Talking about Charles I of Anjou in mid-XIIIth century first.

For the plausibility, it's not really high. Charles I's rule was centered on Italy, especially in order to neutralize the troublesome Provencal nobility and urban elites.
A dual kingship would have possibly broke the tendency of sattelisation of Provence and re-launched troubles similars as 1250's, with local coalitions for more autonomy if not giving a tool for ulterior imperial ambitions.

Because the scession (and not recreation at least for imperials : it's not because the kingdom stopped to be mentioned that imperial suzerainty and kingship over the region was considered void) of the kingship to Charles wouldn't have mean it would have gone outside imperial suzerainty, as his provencals holdings were well considered part of the HRE.
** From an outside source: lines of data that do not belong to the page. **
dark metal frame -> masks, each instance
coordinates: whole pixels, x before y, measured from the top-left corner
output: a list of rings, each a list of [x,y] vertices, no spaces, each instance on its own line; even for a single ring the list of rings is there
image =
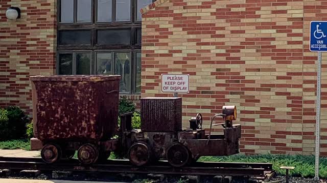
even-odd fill
[[[77,19],[77,1],[74,1],[74,13],[73,22],[61,23],[61,1],[58,0],[58,15],[57,16],[57,28],[59,33],[61,30],[90,30],[91,32],[91,45],[60,45],[59,44],[59,36],[57,39],[57,50],[58,54],[60,53],[73,54],[73,73],[76,73],[76,63],[75,55],[76,52],[91,52],[90,73],[96,74],[97,62],[96,53],[98,52],[129,52],[131,53],[131,92],[128,94],[139,94],[135,93],[136,89],[136,54],[141,52],[141,45],[137,44],[136,29],[141,28],[141,21],[137,21],[137,13],[136,7],[137,7],[137,0],[131,1],[130,21],[115,21],[115,3],[116,0],[112,0],[112,18],[111,22],[97,22],[97,6],[98,0],[91,0],[91,22],[78,22]],[[153,0],[152,2],[154,1]],[[128,29],[131,30],[131,42],[130,44],[115,45],[98,45],[97,44],[97,30],[106,29]],[[59,34],[58,34],[59,36]],[[57,73],[59,74],[59,56],[57,57]],[[114,69],[113,70],[114,72]]]

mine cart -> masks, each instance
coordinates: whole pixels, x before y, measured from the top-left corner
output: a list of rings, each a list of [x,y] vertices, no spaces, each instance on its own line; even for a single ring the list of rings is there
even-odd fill
[[[116,141],[119,75],[35,76],[34,138],[46,163],[72,158],[85,164],[107,159]]]

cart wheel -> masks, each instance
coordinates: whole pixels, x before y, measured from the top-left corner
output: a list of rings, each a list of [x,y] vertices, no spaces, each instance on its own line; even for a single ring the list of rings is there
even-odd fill
[[[49,164],[58,161],[61,158],[61,148],[56,144],[46,144],[41,150],[42,160]]]
[[[63,158],[71,159],[74,157],[74,156],[75,155],[75,151],[74,150],[66,150],[63,151]]]
[[[135,166],[141,166],[149,163],[151,153],[146,144],[136,142],[128,150],[128,159],[131,163]]]
[[[98,161],[106,161],[110,156],[111,151],[100,151],[99,152],[99,159]]]
[[[179,143],[174,143],[168,147],[167,158],[169,164],[175,167],[185,166],[191,161],[188,148]]]
[[[83,164],[92,164],[99,158],[99,150],[93,144],[83,144],[78,149],[77,157],[80,162]]]

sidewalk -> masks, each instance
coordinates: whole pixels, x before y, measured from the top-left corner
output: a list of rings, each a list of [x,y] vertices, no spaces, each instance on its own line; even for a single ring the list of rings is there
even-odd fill
[[[40,157],[39,151],[25,150],[9,150],[0,149],[0,157],[19,157],[33,158]],[[0,181],[1,182],[1,181]]]

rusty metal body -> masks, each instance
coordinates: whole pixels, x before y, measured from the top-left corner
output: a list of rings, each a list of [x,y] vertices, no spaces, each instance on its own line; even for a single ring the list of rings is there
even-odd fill
[[[229,156],[239,152],[240,126],[224,129],[223,134],[212,135],[207,144],[208,135],[205,133],[204,129],[175,132],[147,132],[133,130],[130,134],[129,144],[138,142],[147,143],[151,147],[153,160],[166,159],[167,149],[175,142],[186,147],[194,160],[197,160],[201,156]]]
[[[182,99],[147,97],[141,99],[141,130],[172,132],[182,130]]]
[[[34,137],[41,141],[100,141],[118,128],[119,76],[35,76]]]
[[[239,152],[241,126],[233,125],[235,106],[223,106],[223,133],[206,134],[202,115],[182,130],[182,99],[141,99],[141,129],[132,129],[132,112],[121,115],[118,128],[120,76],[117,75],[36,76],[32,86],[34,137],[31,149],[53,163],[71,158],[77,150],[81,163],[106,160],[119,151],[137,166],[167,159],[173,166],[184,166],[203,156]],[[113,139],[114,135],[118,138]],[[73,155],[73,156],[72,156]]]

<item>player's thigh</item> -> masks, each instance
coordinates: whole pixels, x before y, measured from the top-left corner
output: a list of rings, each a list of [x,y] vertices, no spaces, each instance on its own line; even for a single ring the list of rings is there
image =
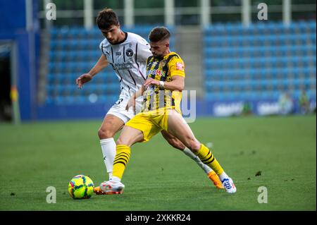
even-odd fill
[[[166,140],[167,142],[173,147],[181,151],[184,150],[184,149],[185,148],[184,144],[182,143],[182,142],[179,140],[178,138],[173,136],[170,133],[167,132],[166,130],[162,130],[161,131],[161,133],[162,134],[163,138],[164,138],[165,140]]]
[[[99,137],[104,135],[105,138],[112,138],[124,125],[125,122],[121,118],[115,115],[106,114],[99,128]]]
[[[168,133],[179,139],[189,149],[197,149],[199,145],[187,123],[175,110],[170,110],[168,114]]]
[[[117,145],[125,145],[130,147],[136,142],[142,141],[143,139],[143,133],[141,130],[125,126],[118,138]]]

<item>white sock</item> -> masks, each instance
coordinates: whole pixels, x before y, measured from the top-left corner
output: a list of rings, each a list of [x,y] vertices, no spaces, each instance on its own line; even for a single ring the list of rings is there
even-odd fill
[[[112,176],[110,180],[121,182],[121,179],[120,178],[119,178],[118,177],[114,176]]]
[[[220,174],[220,176],[219,176],[219,178],[220,178],[220,181],[223,181],[223,179],[225,179],[225,178],[228,178],[229,176],[227,175],[227,174],[225,173],[225,171],[223,171],[223,172]]]
[[[206,164],[203,164],[202,162],[200,160],[200,159],[188,148],[185,147],[185,149],[182,152],[187,157],[189,157],[192,160],[196,162],[198,166],[199,166],[199,167],[201,168],[205,171],[206,174],[208,174],[212,171],[211,168],[208,166]]]
[[[112,170],[113,169],[113,160],[116,157],[116,145],[113,138],[106,138],[100,140],[100,145],[101,145],[102,155],[104,156],[104,162],[106,165],[109,180],[112,177]]]

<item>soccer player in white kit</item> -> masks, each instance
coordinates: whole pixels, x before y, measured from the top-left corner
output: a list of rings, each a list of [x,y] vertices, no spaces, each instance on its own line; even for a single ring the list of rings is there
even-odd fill
[[[102,54],[88,73],[84,73],[76,80],[79,88],[89,82],[99,72],[111,65],[118,76],[121,92],[119,99],[109,109],[98,131],[104,161],[109,179],[112,177],[113,160],[116,156],[115,134],[142,109],[142,97],[136,100],[136,109],[125,110],[131,96],[140,89],[146,80],[146,63],[151,55],[149,44],[142,37],[121,30],[116,13],[111,8],[100,11],[97,18],[99,28],[106,37],[99,45]],[[218,175],[207,165],[187,148],[178,139],[165,130],[163,137],[176,149],[182,150],[187,156],[195,161],[213,182],[217,188],[223,186]],[[106,194],[96,187],[97,194]],[[106,194],[111,194],[107,193]]]

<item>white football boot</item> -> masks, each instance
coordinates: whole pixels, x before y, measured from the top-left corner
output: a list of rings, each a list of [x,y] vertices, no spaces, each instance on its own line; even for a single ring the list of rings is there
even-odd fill
[[[228,192],[228,193],[232,194],[237,191],[237,188],[233,183],[232,179],[231,179],[230,177],[224,178],[223,180],[221,181],[221,183],[223,183],[223,186],[225,187],[225,191]]]
[[[100,189],[106,195],[118,195],[123,193],[125,185],[120,181],[108,181],[100,184]]]

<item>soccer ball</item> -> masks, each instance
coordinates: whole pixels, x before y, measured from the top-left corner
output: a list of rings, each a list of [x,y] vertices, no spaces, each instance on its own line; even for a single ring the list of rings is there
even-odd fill
[[[94,183],[87,176],[75,176],[68,184],[68,193],[73,199],[89,198],[94,193]]]

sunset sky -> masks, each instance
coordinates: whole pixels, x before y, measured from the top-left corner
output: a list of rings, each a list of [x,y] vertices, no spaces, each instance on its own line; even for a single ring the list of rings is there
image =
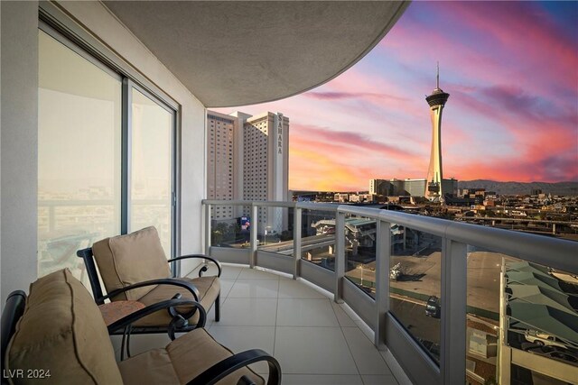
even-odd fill
[[[414,2],[381,42],[307,93],[238,108],[290,119],[289,188],[367,190],[425,178],[429,107],[444,178],[578,180],[578,2]]]

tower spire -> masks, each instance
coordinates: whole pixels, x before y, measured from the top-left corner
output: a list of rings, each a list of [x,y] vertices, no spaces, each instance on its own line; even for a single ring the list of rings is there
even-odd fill
[[[440,62],[437,62],[437,77],[435,78],[435,87],[440,89]]]

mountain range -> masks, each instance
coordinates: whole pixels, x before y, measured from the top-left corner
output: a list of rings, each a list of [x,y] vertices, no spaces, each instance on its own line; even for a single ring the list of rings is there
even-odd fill
[[[530,195],[532,190],[542,190],[545,194],[576,196],[578,182],[498,182],[496,180],[459,180],[458,188],[485,188],[499,195]]]

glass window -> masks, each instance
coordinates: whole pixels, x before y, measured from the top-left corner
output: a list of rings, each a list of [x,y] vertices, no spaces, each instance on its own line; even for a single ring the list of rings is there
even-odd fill
[[[171,258],[172,114],[132,89],[130,227],[154,225]]]
[[[38,275],[120,232],[121,94],[116,77],[39,30]]]

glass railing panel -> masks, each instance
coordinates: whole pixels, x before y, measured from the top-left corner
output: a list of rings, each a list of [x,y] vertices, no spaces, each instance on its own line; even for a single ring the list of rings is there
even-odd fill
[[[508,257],[470,245],[467,250],[466,378],[498,383],[500,277],[502,259]]]
[[[257,249],[293,256],[293,207],[258,207]]]
[[[335,271],[335,212],[302,211],[301,258]]]
[[[117,209],[110,200],[39,201],[38,275],[67,267],[89,284],[76,252],[117,232]]]
[[[224,248],[248,248],[250,218],[241,207],[232,205],[211,205],[210,245]]]
[[[396,224],[390,231],[390,312],[439,364],[442,238]]]
[[[571,274],[508,255],[478,252],[483,252],[489,259],[485,263],[493,264],[492,270],[499,265],[502,272],[497,281],[501,284],[495,283],[498,289],[489,281],[496,279],[495,273],[486,274],[485,278],[492,289],[493,302],[498,299],[500,304],[498,322],[505,331],[503,337],[498,338],[496,347],[499,360],[497,371],[501,373],[497,375],[498,382],[528,383],[528,379],[529,383],[575,381],[578,379],[575,271]],[[469,253],[469,264],[474,262],[470,261],[474,255],[475,252]],[[496,306],[492,303],[487,307],[492,309]],[[470,348],[468,352],[471,351]]]
[[[377,224],[374,218],[345,217],[345,277],[374,299]]]

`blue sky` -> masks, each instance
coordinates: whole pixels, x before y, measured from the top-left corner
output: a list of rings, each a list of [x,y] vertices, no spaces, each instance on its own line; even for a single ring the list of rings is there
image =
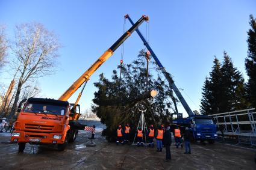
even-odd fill
[[[58,99],[64,91],[119,38],[123,16],[135,22],[149,16],[149,43],[192,110],[199,109],[201,88],[213,65],[214,56],[223,50],[246,79],[249,15],[256,17],[256,1],[3,1],[0,0],[0,24],[11,37],[16,24],[36,22],[54,31],[63,47],[58,70],[40,78],[42,96]],[[126,28],[131,25],[126,21]],[[146,35],[146,24],[140,31]],[[144,48],[136,32],[126,41],[124,62],[135,59]],[[93,83],[104,73],[110,77],[120,59],[120,47],[91,77],[80,104],[89,108],[96,90]],[[7,68],[5,68],[5,70]],[[1,74],[8,85],[10,74]],[[80,90],[78,90],[79,92]],[[75,94],[69,101],[73,102]],[[180,104],[181,112],[185,113]]]

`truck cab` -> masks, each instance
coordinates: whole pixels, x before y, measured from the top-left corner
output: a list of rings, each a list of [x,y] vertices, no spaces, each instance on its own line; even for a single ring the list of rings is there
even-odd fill
[[[212,118],[207,115],[193,115],[187,118],[190,127],[196,141],[207,141],[213,144],[217,138],[217,126]]]
[[[195,141],[207,141],[214,144],[217,135],[217,126],[207,115],[192,115],[187,118],[178,117],[172,121],[174,125],[180,127],[182,132],[186,127],[190,128]]]
[[[70,106],[67,102],[30,98],[19,107],[11,137],[11,141],[18,142],[19,151],[23,152],[26,143],[57,144],[58,150],[64,149],[72,135],[68,133]]]

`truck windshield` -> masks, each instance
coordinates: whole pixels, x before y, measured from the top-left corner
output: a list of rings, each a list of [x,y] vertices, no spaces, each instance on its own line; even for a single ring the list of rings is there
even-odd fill
[[[28,103],[23,111],[23,112],[52,114],[57,115],[64,115],[65,111],[66,106],[64,106],[33,103]]]
[[[198,124],[213,124],[211,119],[195,119],[195,122]]]

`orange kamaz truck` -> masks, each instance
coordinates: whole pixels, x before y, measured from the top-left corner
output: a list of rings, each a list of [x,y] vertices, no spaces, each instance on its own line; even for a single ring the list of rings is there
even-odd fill
[[[31,144],[55,144],[58,150],[64,150],[69,142],[75,140],[78,130],[84,130],[85,125],[79,123],[80,115],[79,94],[74,104],[67,100],[92,74],[111,55],[116,49],[148,17],[142,17],[105,51],[58,99],[30,98],[22,101],[18,106],[19,115],[11,141],[19,144],[19,151],[23,152],[27,143]]]

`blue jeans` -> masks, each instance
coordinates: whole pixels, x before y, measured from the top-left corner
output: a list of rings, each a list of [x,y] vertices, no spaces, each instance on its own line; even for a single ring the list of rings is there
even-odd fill
[[[162,140],[157,139],[157,150],[161,150],[163,148]]]
[[[185,141],[186,153],[191,153],[190,142]]]
[[[125,133],[123,137],[124,137],[125,142],[128,141],[129,141],[129,133]]]
[[[180,137],[175,137],[175,142],[176,142],[176,147],[178,148],[180,147],[180,145],[181,145],[181,138]]]

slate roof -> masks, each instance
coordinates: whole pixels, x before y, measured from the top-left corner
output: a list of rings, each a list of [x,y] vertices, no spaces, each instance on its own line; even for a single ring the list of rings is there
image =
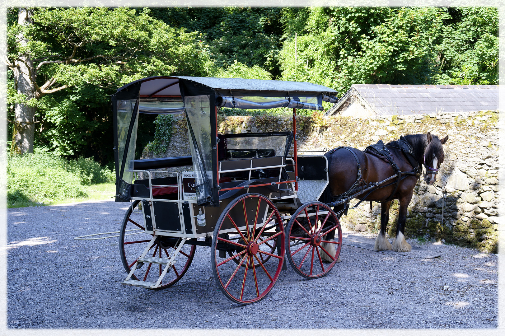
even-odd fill
[[[498,85],[354,84],[326,115],[342,112],[353,98],[379,115],[497,110]]]

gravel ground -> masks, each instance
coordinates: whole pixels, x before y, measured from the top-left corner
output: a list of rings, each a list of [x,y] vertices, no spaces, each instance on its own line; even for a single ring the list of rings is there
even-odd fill
[[[415,239],[408,241],[442,257],[344,245],[327,276],[308,280],[288,264],[266,299],[245,306],[218,289],[204,247],[172,287],[124,286],[118,238],[73,238],[119,230],[127,205],[8,210],[8,327],[497,327],[497,256]]]

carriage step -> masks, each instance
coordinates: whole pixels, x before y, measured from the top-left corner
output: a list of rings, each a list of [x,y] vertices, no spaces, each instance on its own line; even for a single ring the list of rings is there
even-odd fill
[[[138,280],[127,280],[121,282],[123,284],[127,284],[129,286],[137,286],[137,287],[143,287],[144,288],[154,288],[156,282],[150,282],[146,281],[139,281]]]
[[[138,258],[138,261],[143,263],[149,263],[151,264],[160,264],[161,265],[166,265],[170,261],[168,258],[154,258],[153,257],[144,257]]]

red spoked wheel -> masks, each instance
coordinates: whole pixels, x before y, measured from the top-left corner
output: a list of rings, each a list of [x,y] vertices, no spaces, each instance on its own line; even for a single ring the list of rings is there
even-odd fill
[[[221,292],[242,305],[265,298],[280,274],[284,242],[280,214],[270,200],[259,194],[233,200],[218,219],[212,237],[212,270]],[[221,258],[219,251],[232,255]],[[271,261],[265,263],[267,257]]]
[[[137,208],[139,201],[135,201],[128,209],[123,219],[119,233],[119,249],[123,266],[127,273],[140,256],[153,238],[153,235],[144,230],[143,215],[133,210]],[[179,238],[165,236],[158,236],[155,244],[146,255],[147,257],[168,258],[174,249],[177,248]],[[185,274],[193,261],[196,246],[184,245],[179,252],[176,263],[172,266],[162,281],[162,285],[155,289],[161,290],[174,284]],[[135,270],[131,276],[132,280],[156,282],[163,271],[165,265],[146,263],[140,269]]]
[[[316,279],[335,266],[342,247],[342,230],[330,207],[319,202],[306,203],[291,217],[286,232],[286,253],[296,273]]]

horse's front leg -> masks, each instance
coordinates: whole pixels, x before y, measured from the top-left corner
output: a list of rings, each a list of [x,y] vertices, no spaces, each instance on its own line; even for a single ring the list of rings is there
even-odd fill
[[[407,217],[407,207],[410,203],[412,194],[400,200],[399,215],[396,225],[396,236],[393,241],[393,250],[398,252],[410,252],[412,247],[405,240],[405,222]]]
[[[389,207],[391,206],[391,201],[382,203],[381,204],[380,214],[380,232],[375,239],[375,246],[374,250],[375,251],[384,251],[391,250],[392,247],[386,237],[386,228],[387,223],[389,221]]]

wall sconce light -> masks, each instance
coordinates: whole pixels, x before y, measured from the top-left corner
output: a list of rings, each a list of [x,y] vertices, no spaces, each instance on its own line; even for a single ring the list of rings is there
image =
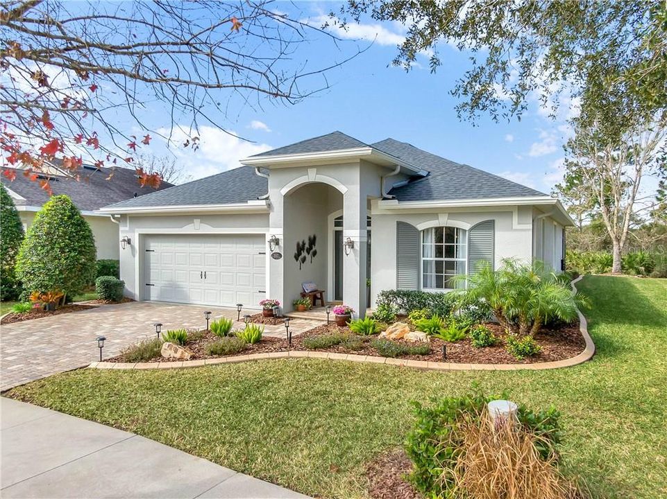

Meaning that the 70's talks had little chances to have such outcome.

As for Charles Martel in the 80's.

It's likely to see Charles Martel gaining some sort of apanage in Provence and a title in the kingdom, as Charles VI of France recieved one in the XIVth century, except centered not in Dauphiné but in Provence. Most probably not an independent kingdom, over what was a nest for independent principalities that wouldn't have taken s**t from Charles Martel (and they didn't took so during the Angevine campaign in Provence)

What broke Angevine "peaceful" pseudo-vicariate possibility, rather than Sicilian Vespers, was the death of Nicholas III and the ascendency of Martin IV, favourable to Angevines and ready to let Charles I expand in central Italy, something his predecessor didn't wanted (and why he meddled with this Provencal proposal instead).

Without Sicilan Vespers, Charles would have to fight on a triple front : Adriatic, Italy, Provence (without counting Sicilian troubles) that would really stretch his ressources thin against what was a big coalition (Northern Provencal nobility nobility, Germans, Gascons, Savoy, diverse french nobles) while he beneficied from Imperial relative indifference and local support (as in Dauphiné).
Eventually, he would have to concede, and not pulling an unified kingdom out of the south-western parts of the Empire, if he not looses eveything in this bet of course, and could end as in a similar situation than in Hungary : titular king without real power in his kingdom; even if I think he would still beneficy from his Provencal grounds (that once separated from Naples, would be really prone to be troublesome again).

Brively :
- 1270's : no big chances
- 1280's : If Nicholas III doesn't die, it's possible but would look more as a vicariate.
- 1280's : If full scale war, whoever wins would see his local power weakened, and forced to backpedal his ambitions, letting the whole kingdom still infeodated to HRE (that was never really put in question) and everything past direct holdings independent.